Fig 3.

Quantitative measurement of mouse sFlt-1 by ELISA and detection of VEGF-A and VEGF-R in mice. In mice either untreated (n= 4) or treated with Adv for eGFP (n= 4) or AdvVEGF (n= 6) endogenous sFlt-1 concentrations are under the detection level in plasma (A) and in urine (B). Mice treated with high concentrations of Adv for sFlt-1 (5–7,5 × 10⁹ pfu, n= 10) show extremly high concentrations and mice treated with lower levels, which were also used for rescue experiments (2,5–3,5 × 10⁹ pfu, n = 10) have a reduced level for sFlt-1 in plasma and urine. Rescue experiments with AdsFlt-1 and AdVEGF (1 × 10⁸, n = 4) have significant reduced levels in plasma und urine. Data are mean (±SEM) of several mice used for each experiment. *P < 0.05 as compared with low-dose sFlt-1- (AdsFlt-1- L) treated mice. Representative detection of VEGF-A (C) and VEGFR-2/FLK-1 (D) in adenovirus-treated cells and mice by reducing Western blot.
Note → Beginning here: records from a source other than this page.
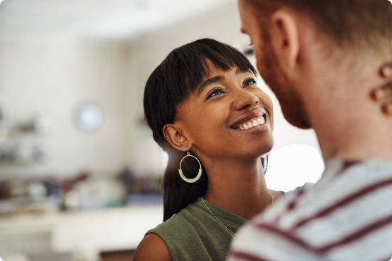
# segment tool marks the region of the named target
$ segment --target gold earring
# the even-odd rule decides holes
[[[186,150],[188,150],[188,146],[186,147]],[[183,170],[181,169],[181,163],[183,163],[183,160],[184,160],[184,159],[186,158],[187,157],[193,157],[195,159],[196,159],[197,162],[199,162],[199,165],[200,165],[200,169],[199,169],[199,173],[197,174],[197,176],[195,178],[192,178],[192,179],[188,178],[183,174]],[[188,151],[187,155],[184,157],[183,159],[181,159],[181,162],[180,162],[180,169],[178,169],[178,172],[180,172],[180,176],[181,176],[181,178],[183,178],[185,181],[189,183],[195,183],[197,181],[199,178],[200,178],[200,177],[202,176],[202,164],[196,157],[190,154],[189,151]]]

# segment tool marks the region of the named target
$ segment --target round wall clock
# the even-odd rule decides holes
[[[78,128],[85,133],[98,130],[104,123],[104,110],[94,102],[84,102],[76,109],[75,123]]]

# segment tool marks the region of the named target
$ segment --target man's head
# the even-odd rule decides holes
[[[322,69],[341,66],[345,73],[358,71],[364,57],[373,57],[379,66],[392,60],[392,5],[387,0],[239,0],[239,7],[257,68],[286,120],[299,128],[312,127],[303,102],[312,86],[301,78],[314,78],[319,63]]]

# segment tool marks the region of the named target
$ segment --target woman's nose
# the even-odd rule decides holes
[[[260,102],[259,97],[255,94],[242,90],[236,95],[235,100],[234,101],[234,109],[236,110],[242,110],[253,107]]]

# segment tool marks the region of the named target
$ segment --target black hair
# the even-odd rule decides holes
[[[203,174],[197,182],[183,181],[178,169],[186,154],[170,145],[164,136],[163,128],[174,123],[178,106],[196,90],[212,69],[227,71],[233,68],[257,75],[253,66],[240,51],[212,39],[201,39],[173,50],[147,81],[143,101],[145,119],[154,140],[169,154],[162,188],[164,221],[202,196],[208,178],[202,166]],[[200,168],[197,162],[185,163],[181,166],[184,175],[194,178]]]

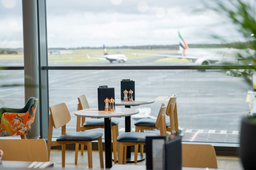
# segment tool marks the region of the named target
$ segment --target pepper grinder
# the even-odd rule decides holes
[[[2,158],[4,155],[4,152],[2,150],[0,150],[0,167],[3,166],[2,162]]]
[[[110,105],[109,106],[109,112],[114,112],[115,111],[115,107],[114,106],[114,102],[115,102],[115,100],[111,98],[109,100],[109,103]]]
[[[132,101],[133,100],[132,97],[132,93],[133,93],[133,92],[131,89],[130,89],[129,90],[128,93],[129,93],[129,101]]]
[[[107,97],[104,100],[104,102],[105,102],[105,111],[108,112],[109,111],[109,100]]]
[[[128,91],[125,89],[125,90],[124,91],[124,101],[128,101]]]

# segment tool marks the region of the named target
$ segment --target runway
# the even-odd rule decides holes
[[[105,62],[86,64],[163,64],[153,62],[156,59],[133,60],[111,65]],[[63,65],[52,64],[51,65]],[[4,82],[2,81],[0,85],[24,83],[23,74],[23,71],[1,71],[0,77]],[[177,95],[179,124],[183,130],[183,141],[239,142],[241,120],[248,114],[249,104],[245,100],[250,87],[242,77],[227,76],[221,70],[49,70],[50,105],[66,103],[72,118],[67,125],[67,132],[74,132],[76,123],[74,113],[77,109],[77,96],[85,94],[90,107],[97,107],[99,86],[106,85],[115,88],[115,97],[120,97],[120,81],[127,79],[135,81],[136,97],[155,101],[152,104],[135,107],[140,110],[141,114],[147,112],[151,117],[157,116],[161,104],[167,104],[172,94]],[[4,107],[14,105],[22,107],[24,95],[24,87],[1,88],[0,104]],[[124,118],[116,119],[120,122],[119,127],[122,133],[124,131]],[[132,119],[131,127],[134,130],[135,121]],[[54,136],[60,135],[60,130],[54,129]],[[92,130],[99,131],[104,134],[103,129]],[[148,131],[158,133],[155,130]]]

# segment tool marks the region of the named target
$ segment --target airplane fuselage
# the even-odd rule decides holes
[[[180,52],[184,57],[187,56],[189,58],[188,56],[191,56],[198,58],[197,60],[192,59],[196,63],[197,61],[202,62],[205,59],[209,64],[215,63],[217,60],[218,63],[237,64],[238,59],[247,58],[250,55],[254,55],[255,51],[248,49],[246,52],[244,49],[230,48],[189,48],[180,51]]]
[[[111,62],[113,61],[122,61],[123,62],[127,61],[127,57],[124,54],[108,54],[105,55],[104,56],[106,59],[109,60]]]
To detect VEGF-A 1 mg cell lysates was used for IP. For IP from kidney lysates 5 mg total protein was immunoprecipitated with an anti-VEGF-A monoclonal antibody. As positive control 5 ng rh VEGF-A (isoform 165 from insect cells) was used directly. For sample loading beta-actin was detected by immunoblotting for the same blot with an appropiate antibody. To detect the VEGFR-2/Flt-1 total protein or the phosphorylated protein, 20 μg cell lysates from mouse endothelial cells either unstimulated or stimulated with VEGF-A (50 ng/ml over 10 min) was loaded directly on the gel. For IP from kidney lysates 2 mg of total protein was immunoprecipitaed with an anti-mouse VEGFR-2 antibody and immunoblotted with the same antibody. For detection of phosphorylated mouse VEGFR-2 400 μg cell lysates and 4 mg kidney lysates were used for IP followed by immunoblotting with an antibody for phospho-VEGFR-2-Tyr1175. For sample loading beta actin was detected by using 40 ug lysates from each samples for immunoblotting with an appropiate antibody.